Die BF2 wurde am 06.12.2017 ebenfalls beim Bundesamt für Fremdenwesen und Asyl im Beisein eines Dolmetschers für die Sprache Dari niederschriftlich einvernommen. Dabei gab sie an, dass sie aus Kunduz stamme. Vor vier Jahren habe sie mit ihrer Familie Afghanistan verlassen und fortan im Iran gelebt. Zu ihrem Leben als Frau in Afghanistan befragt, führte die BF2 aus, dass Frauen in Afghanistan keine Rechte hätten. Ohne Erlaubnis des Mannes dürften Frauen nichts unternehmen. Sie habe nicht mit gebildeten Leuten und nicht mit lauter Stimme sprechen dürfen. Als Frau sei man eine Dienerin und müsse stets einen Tschador tragen. Zu ihrem Fluchtgrund befragt, gab die BF2 an, dass sie den Iran verlassen habe, weil ihr Mann einen Unfall gehabt habe und danach nicht mehr arbeiten habe können. Afghanistan hätten sie einst wegen der Taliban verlassen. Die Taliban seien in Kunduz an der Macht gewesen. Ihr Schwiegervater sei aufgefordert worden, seine Söhne den Taliban zu überlassen. Die BF2 führte weiters aus, dass sie sich in Österreich über verschiedene Religionen informiere und auch in die Kirche gegangen sei und keinen Ramadan mehr durchführe. Ihr Schwiegervater habe den Kontakt abgebrochen, weil er gesehen habe, dass sie kein Kopftuch mehr trage. Sie sei nie mit eigenen Willen in Richtung ihrer Religion gegangen.
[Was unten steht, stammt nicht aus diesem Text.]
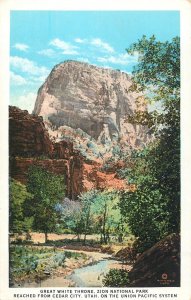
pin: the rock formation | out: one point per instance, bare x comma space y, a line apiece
94, 99
158, 266
30, 144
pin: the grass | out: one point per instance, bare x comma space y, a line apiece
31, 261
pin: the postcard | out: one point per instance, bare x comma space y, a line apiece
95, 168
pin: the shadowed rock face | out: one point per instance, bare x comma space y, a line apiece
94, 99
158, 266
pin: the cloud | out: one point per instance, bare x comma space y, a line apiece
80, 41
67, 48
121, 59
102, 45
28, 66
47, 52
83, 59
17, 79
21, 47
25, 101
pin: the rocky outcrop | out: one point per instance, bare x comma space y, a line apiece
93, 99
158, 266
27, 135
30, 145
93, 178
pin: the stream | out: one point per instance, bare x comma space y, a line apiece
87, 276
92, 275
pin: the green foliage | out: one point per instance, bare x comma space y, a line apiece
101, 214
116, 278
34, 261
48, 190
18, 223
153, 210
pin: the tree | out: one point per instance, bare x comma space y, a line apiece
72, 216
155, 205
106, 214
18, 222
48, 190
87, 199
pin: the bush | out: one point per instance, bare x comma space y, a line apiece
116, 278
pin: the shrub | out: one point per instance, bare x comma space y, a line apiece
116, 278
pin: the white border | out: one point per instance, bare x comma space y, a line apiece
185, 7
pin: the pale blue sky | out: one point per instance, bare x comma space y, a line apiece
42, 39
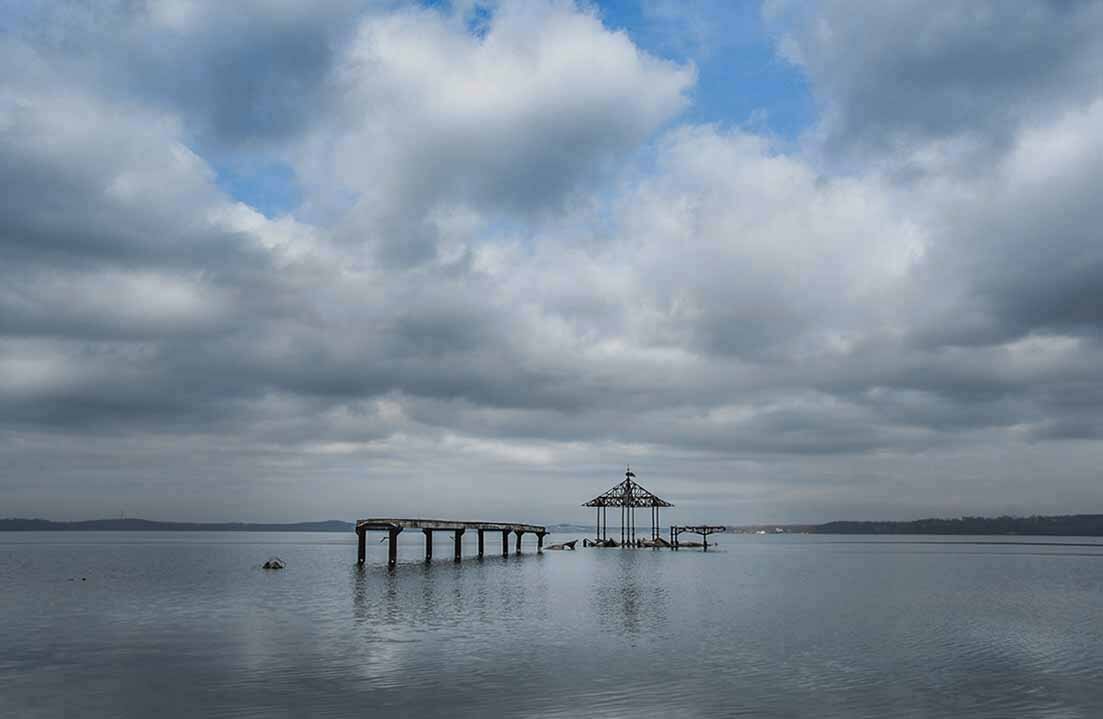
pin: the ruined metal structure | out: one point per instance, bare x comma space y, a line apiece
628, 495
394, 527
703, 529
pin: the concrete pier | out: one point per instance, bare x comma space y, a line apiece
395, 526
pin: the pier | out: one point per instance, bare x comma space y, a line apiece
703, 529
394, 527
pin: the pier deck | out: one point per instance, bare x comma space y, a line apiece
394, 526
703, 529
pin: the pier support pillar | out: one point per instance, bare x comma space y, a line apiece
458, 544
393, 546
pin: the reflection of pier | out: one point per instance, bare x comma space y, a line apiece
703, 529
394, 527
628, 495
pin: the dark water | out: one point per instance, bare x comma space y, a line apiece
186, 624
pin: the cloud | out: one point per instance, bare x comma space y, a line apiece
967, 73
513, 264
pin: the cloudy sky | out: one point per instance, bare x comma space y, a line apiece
276, 260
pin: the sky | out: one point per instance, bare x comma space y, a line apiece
792, 261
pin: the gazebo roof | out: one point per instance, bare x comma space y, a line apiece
628, 493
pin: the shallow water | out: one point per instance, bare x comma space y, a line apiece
136, 624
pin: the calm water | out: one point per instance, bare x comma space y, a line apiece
186, 624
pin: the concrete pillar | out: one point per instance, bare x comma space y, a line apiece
393, 546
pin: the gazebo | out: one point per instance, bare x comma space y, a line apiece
628, 495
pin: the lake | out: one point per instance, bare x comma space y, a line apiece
136, 624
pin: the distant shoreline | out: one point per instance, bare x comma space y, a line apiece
1073, 525
149, 525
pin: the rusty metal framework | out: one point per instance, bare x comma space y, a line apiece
628, 495
703, 529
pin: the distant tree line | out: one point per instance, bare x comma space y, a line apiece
1075, 525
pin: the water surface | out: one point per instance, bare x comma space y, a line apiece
136, 624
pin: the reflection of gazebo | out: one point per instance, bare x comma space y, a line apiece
628, 495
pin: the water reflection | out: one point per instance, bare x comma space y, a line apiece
629, 596
777, 629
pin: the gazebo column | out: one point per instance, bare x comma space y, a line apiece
458, 545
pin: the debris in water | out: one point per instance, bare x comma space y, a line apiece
566, 545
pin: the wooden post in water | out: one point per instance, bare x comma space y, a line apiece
393, 546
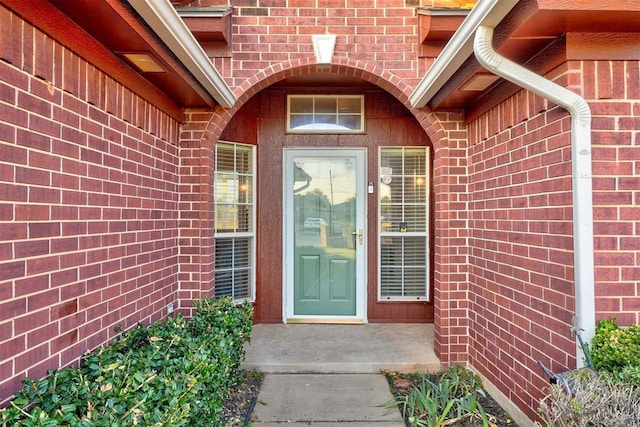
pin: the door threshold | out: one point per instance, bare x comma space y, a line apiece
323, 320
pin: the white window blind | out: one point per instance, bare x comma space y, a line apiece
403, 208
234, 209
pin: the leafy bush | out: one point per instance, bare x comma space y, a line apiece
453, 398
172, 373
595, 401
617, 350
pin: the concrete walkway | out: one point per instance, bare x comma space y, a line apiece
329, 375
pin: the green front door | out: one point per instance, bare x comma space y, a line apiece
325, 232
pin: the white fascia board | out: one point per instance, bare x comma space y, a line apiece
163, 19
459, 48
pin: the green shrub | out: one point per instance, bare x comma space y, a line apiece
172, 373
616, 350
453, 398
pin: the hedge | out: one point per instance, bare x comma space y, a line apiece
171, 373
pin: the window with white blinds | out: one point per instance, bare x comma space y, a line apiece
234, 208
403, 209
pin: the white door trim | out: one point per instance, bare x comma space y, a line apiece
288, 236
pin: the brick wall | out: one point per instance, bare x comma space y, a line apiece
521, 287
613, 91
88, 206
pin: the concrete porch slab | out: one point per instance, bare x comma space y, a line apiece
353, 349
325, 399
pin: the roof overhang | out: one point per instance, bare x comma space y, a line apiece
143, 44
524, 29
163, 19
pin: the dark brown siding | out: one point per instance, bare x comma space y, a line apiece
387, 123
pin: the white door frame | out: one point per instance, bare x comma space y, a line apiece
288, 235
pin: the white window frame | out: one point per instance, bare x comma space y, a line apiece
384, 231
231, 234
316, 127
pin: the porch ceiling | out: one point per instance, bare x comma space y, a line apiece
529, 35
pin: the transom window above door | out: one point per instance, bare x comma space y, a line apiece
325, 113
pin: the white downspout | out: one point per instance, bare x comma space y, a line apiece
581, 165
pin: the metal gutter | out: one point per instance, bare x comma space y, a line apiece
581, 169
459, 48
163, 19
479, 24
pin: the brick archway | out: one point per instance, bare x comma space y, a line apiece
446, 132
386, 80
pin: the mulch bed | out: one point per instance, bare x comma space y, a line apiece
241, 399
400, 384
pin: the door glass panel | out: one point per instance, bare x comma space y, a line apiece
325, 237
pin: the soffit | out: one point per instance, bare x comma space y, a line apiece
120, 30
530, 35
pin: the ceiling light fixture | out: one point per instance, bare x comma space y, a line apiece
323, 46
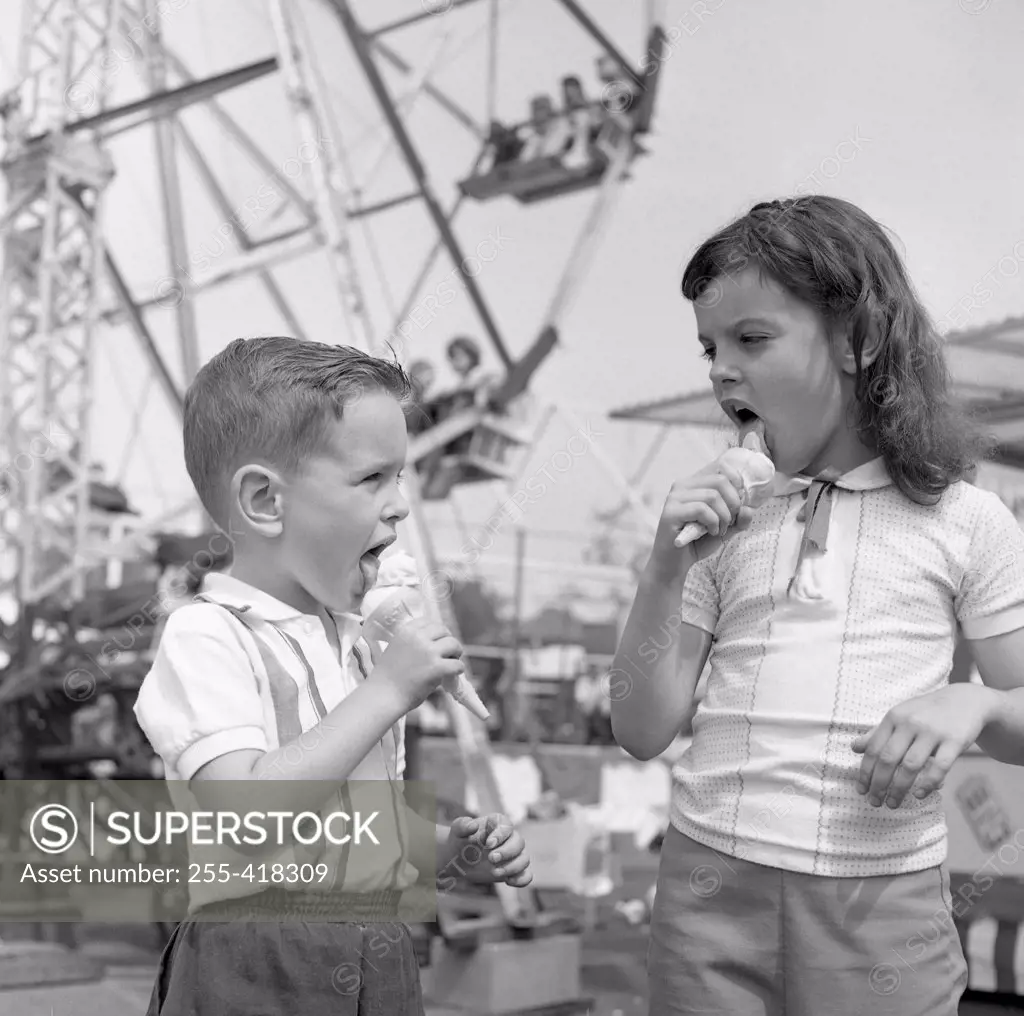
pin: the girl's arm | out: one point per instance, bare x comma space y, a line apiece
651, 689
1000, 663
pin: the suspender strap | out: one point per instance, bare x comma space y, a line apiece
283, 688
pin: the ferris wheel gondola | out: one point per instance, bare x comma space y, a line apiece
64, 281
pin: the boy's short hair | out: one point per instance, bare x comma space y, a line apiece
271, 398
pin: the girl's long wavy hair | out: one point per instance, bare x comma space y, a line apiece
833, 256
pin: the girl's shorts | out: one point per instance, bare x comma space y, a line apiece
291, 968
732, 937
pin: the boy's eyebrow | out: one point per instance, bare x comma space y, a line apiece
377, 465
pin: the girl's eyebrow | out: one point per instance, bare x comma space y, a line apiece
742, 323
756, 322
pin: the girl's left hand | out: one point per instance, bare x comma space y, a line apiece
504, 855
928, 733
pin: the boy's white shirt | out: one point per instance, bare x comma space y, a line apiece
805, 660
208, 692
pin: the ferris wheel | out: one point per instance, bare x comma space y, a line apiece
146, 198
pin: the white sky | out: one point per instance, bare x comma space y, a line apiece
755, 98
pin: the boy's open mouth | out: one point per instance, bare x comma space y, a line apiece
739, 413
370, 562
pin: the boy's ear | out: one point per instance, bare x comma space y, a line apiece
258, 493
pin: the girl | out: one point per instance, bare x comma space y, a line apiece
803, 872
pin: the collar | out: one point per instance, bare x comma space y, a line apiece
816, 512
870, 475
227, 590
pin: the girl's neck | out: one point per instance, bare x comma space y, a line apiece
844, 453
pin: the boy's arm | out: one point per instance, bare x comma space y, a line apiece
201, 710
651, 689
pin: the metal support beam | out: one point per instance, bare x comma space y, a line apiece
273, 250
52, 262
309, 109
133, 313
245, 141
433, 8
174, 100
170, 195
226, 209
446, 103
354, 33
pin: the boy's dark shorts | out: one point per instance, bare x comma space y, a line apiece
242, 967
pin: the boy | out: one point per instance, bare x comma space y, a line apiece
296, 451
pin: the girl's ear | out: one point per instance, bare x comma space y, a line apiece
870, 348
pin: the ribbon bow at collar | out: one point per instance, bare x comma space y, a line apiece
819, 496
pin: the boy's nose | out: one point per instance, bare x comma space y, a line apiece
722, 371
398, 509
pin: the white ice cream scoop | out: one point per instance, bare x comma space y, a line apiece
398, 608
752, 462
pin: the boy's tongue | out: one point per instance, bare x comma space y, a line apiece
370, 565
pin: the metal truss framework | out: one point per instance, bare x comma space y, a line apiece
60, 282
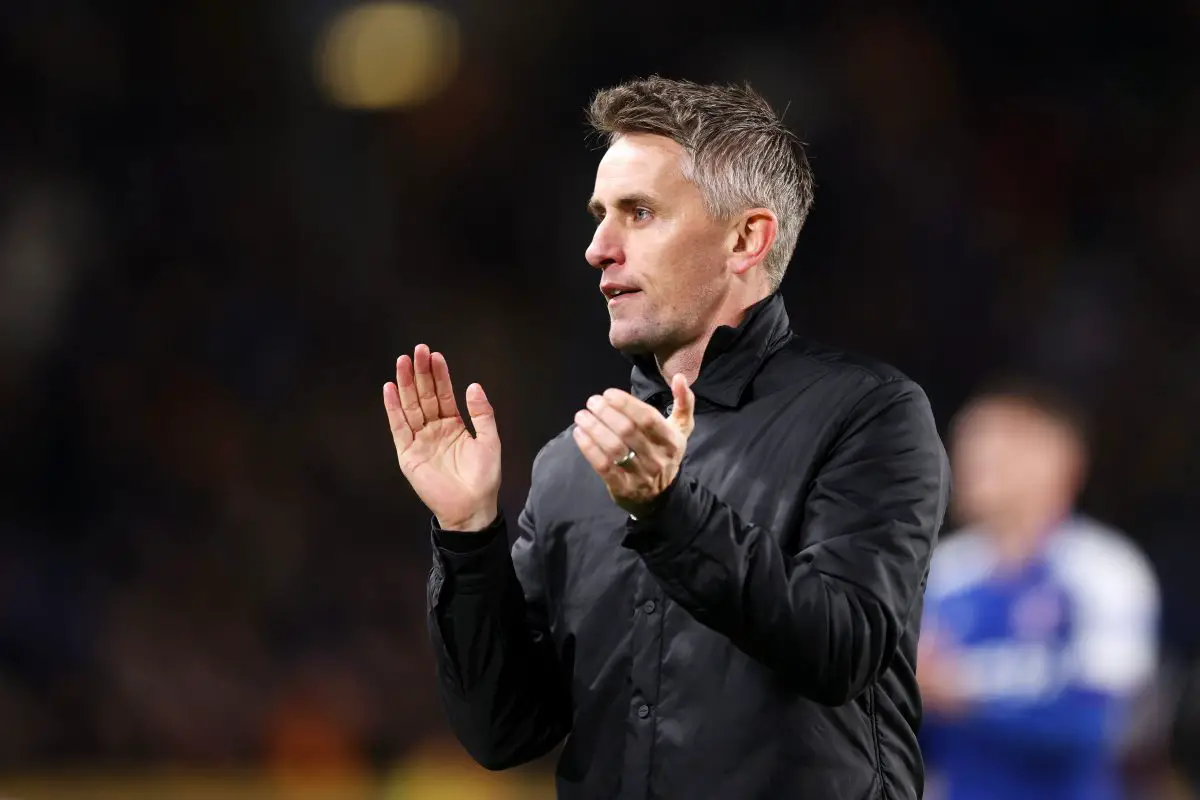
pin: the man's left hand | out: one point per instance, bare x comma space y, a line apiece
631, 446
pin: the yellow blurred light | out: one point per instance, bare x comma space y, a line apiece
379, 55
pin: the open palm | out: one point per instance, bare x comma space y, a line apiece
455, 474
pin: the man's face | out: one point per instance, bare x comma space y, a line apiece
1009, 458
655, 239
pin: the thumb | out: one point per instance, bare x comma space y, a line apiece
684, 404
481, 414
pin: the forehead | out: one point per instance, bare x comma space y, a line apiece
641, 161
1008, 419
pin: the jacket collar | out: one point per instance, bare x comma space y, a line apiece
731, 360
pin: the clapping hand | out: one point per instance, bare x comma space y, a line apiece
631, 446
455, 474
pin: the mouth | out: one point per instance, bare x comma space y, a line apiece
616, 294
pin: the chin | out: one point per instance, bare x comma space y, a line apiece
627, 342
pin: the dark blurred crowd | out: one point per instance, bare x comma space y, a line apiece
207, 552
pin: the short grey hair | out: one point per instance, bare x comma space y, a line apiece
741, 155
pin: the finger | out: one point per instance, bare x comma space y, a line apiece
684, 413
624, 432
612, 445
407, 390
649, 423
592, 452
448, 407
423, 376
483, 416
400, 431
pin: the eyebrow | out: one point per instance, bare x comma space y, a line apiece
595, 208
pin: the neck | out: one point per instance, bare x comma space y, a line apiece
687, 359
1019, 537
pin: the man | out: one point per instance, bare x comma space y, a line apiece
1041, 623
717, 579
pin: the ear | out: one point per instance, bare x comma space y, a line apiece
750, 239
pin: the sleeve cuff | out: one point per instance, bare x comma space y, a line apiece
670, 525
459, 541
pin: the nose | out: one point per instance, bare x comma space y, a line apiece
605, 248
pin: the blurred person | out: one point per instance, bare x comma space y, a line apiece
717, 579
1041, 625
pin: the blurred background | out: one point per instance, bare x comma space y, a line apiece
222, 220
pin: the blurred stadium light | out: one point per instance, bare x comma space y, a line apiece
379, 55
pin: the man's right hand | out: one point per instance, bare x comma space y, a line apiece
455, 474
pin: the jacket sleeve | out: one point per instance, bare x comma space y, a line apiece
498, 671
829, 618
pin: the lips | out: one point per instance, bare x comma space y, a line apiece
616, 290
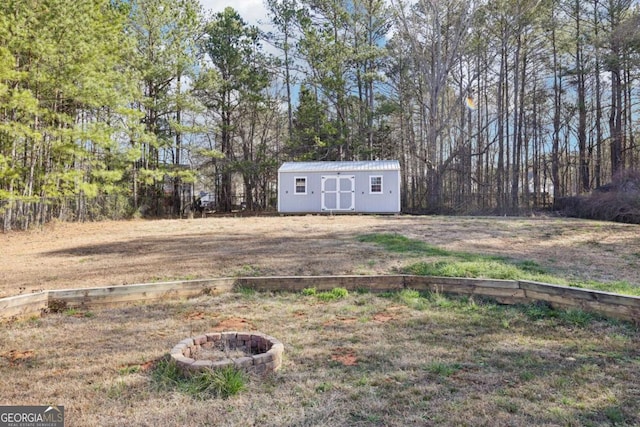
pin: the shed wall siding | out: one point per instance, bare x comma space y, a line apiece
365, 202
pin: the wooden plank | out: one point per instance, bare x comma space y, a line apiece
567, 302
140, 292
583, 294
21, 306
322, 283
452, 281
464, 287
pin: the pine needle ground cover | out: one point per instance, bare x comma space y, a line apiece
351, 359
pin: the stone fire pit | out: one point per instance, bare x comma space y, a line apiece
252, 352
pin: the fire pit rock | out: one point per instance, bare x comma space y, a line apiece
252, 352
Mit nunmehr angefochtenen Bescheiden vom 06.02.2018 wurden die Anträge des BF1, der BF2, der BF3 und der BF4 auf internationalen Schutz bezüglich der Zuerkennung des Status des Asylberechtigten gemäß § 3 Abs. 1 iVm § 2 Abs. 1 Z 13 AsylG (Spruchpunkt I.) und bezüglich der Zuerkennung des Status des subsidiär Schutzberechtigten in Bezug auf den Herkunftsstaat Afghanistan gemäß § 8 Abs. 1 iVm § 2 Abs. 1 Z 13 AsylG 2005 (Spruchpunkt II.) abgewiesen. Gemäß § 57 AsylG wurde ein Aufenthaltstitel aus berücksichtigungswürdigen Gründen nicht erteilt (Spruchpunkt III.) und gemäß § 10 Abs. 1 Z 3 AsylG iVm § 9 BFA-VG wurde eine Rückkehrentscheidung gemäß § 52 Abs. 2 Z 2 FPG erlassen (Spruchpunkt IV.). Gemäß § 52 Abs. 9 FPG wurde festgestellt, dass die Abschiebung gemäß § 46 FPG nach Afghanistan zulässig sei (Spruchpunkt V.). Weiters wurde ausgeführt, dass die Frist für die freiwillige Ausreise gemäß § 55 Abs. 1 bis 3 FPG 14 Tage ab Rechtskraft der Rückkehrentscheidung betrage (Spruchpunkt VI.).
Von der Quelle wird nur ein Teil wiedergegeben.